The National Executive Board of the Boy Scouts of America governs the Boy Scouts of America organization. One source reports that there were 72 members of the board in 2001.

The board is led by the national chair, a volunteer elected by the National Council.  Board members include regular elected members, regional presidents, and up to five appointed youth members. The Chief Scout Executive is the board secretary and non-voting member.  The National Executive Board has a number of standing committees that correspond to the professional staff organization of the National Council.

Establishment in statute 
The statute authorizing the federal charter (36 USC 309)  to the BSA provides that "An executive board composed of citizens of the United States is the governing body of the corporation. The number, qualifications, and term of office of members of the board are as provided in the bylaws. A vacancy on the board shall be filled by a majority vote of the remaining members of the board." The Executive Board is also required to hold annual meetings and to submit annual reports to the US Congress.

Membership 
Bylaws provide that membership will include:
 Up to 64 regular members, elected annually at annual National Council meetings.
 Regional presidents;  currently there are four BSA regions: —Western, Central, Southern and Northeast.
 5 ex officio voting members: The chairman of the Advisory Council, the President of the National Eagle Scout Association, the Chairman of the Order of the Arrow Committee, a designated representative of the Board of the National Boy Scouts of America Foundation, and the Chairman of Learning for Life, the immediate past chair
 Up to 5 youth members, appointed by the National Chair

Current and former members  
Current notable members of the National Executive Board include former Ernst & Young CEO James Turley, AT&T CEO Randall Stephenson, and former Secretary of State Rex W. Tillerson.
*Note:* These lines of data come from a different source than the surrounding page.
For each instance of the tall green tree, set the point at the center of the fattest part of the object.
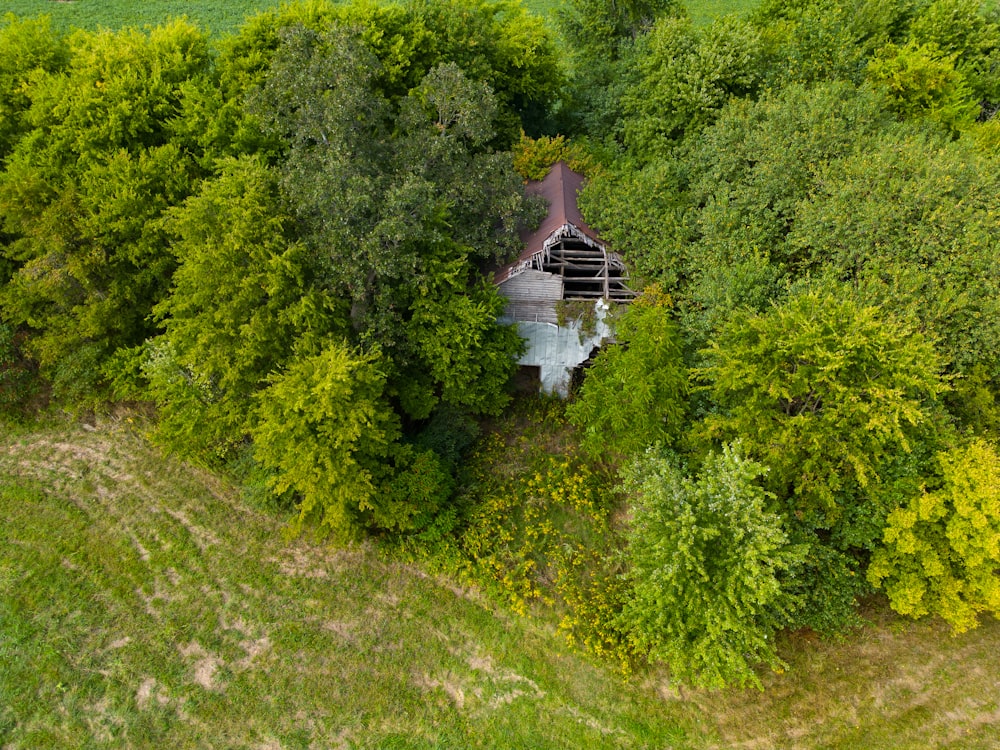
(706, 559)
(82, 193)
(634, 394)
(942, 548)
(842, 403)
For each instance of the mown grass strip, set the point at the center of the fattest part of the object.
(144, 605)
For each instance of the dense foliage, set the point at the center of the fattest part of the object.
(283, 239)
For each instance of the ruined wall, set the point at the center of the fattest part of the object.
(557, 350)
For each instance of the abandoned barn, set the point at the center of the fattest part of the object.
(562, 286)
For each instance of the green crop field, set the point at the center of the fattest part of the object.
(143, 603)
(222, 17)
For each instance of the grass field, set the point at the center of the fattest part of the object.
(144, 604)
(221, 17)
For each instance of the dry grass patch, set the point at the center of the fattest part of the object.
(891, 684)
(143, 604)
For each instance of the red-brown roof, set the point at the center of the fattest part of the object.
(559, 188)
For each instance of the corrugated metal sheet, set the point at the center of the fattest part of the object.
(534, 285)
(533, 296)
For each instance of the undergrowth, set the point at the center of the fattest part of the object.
(533, 526)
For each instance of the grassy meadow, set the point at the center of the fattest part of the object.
(143, 603)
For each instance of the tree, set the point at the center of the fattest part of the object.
(28, 49)
(705, 561)
(911, 220)
(842, 403)
(685, 76)
(82, 193)
(962, 30)
(942, 548)
(821, 389)
(919, 80)
(323, 427)
(381, 195)
(243, 298)
(634, 394)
Former members of the NEB include former presidential nominee Mitt Romney and late LDS Church President Thomas S. Monson.

Executive committee 
Per the by-laws, the executive committee is:
 the Chair, currently Jim Turley
 the immediate past chair, currently Randall Stephenson
 the executive vice-president and the vice-presidents.
 the regional presidents,  Brian Williams (Central), Wesley J. Smith (Western), Eric Schultz  (North-East), Thomas R. Yarboro (Southern)
 the  International Commissioner,  Jim Turley
 the National Commissioner, Scott Sorrels
 the treasurer,  Joseph P. Landy
 the assistant treasurers, R. Thomas Buffenbarger
 the chairman of the Advisory Council, R. Michael Daniel
 the Chief Scout Executive, Roger Mosby

Annual meetings 
The board is required to hold annual meetings. The annual meeting is held at a different location every May. These meetings include the election of the new National Executive Board, and when applicable installation of new National Chair, National Commissioner, and Chief Scout Executive.

During this meeting, the National Council presents all National and Regional level awards, including the Silver Buffalo, and Silver Antelope.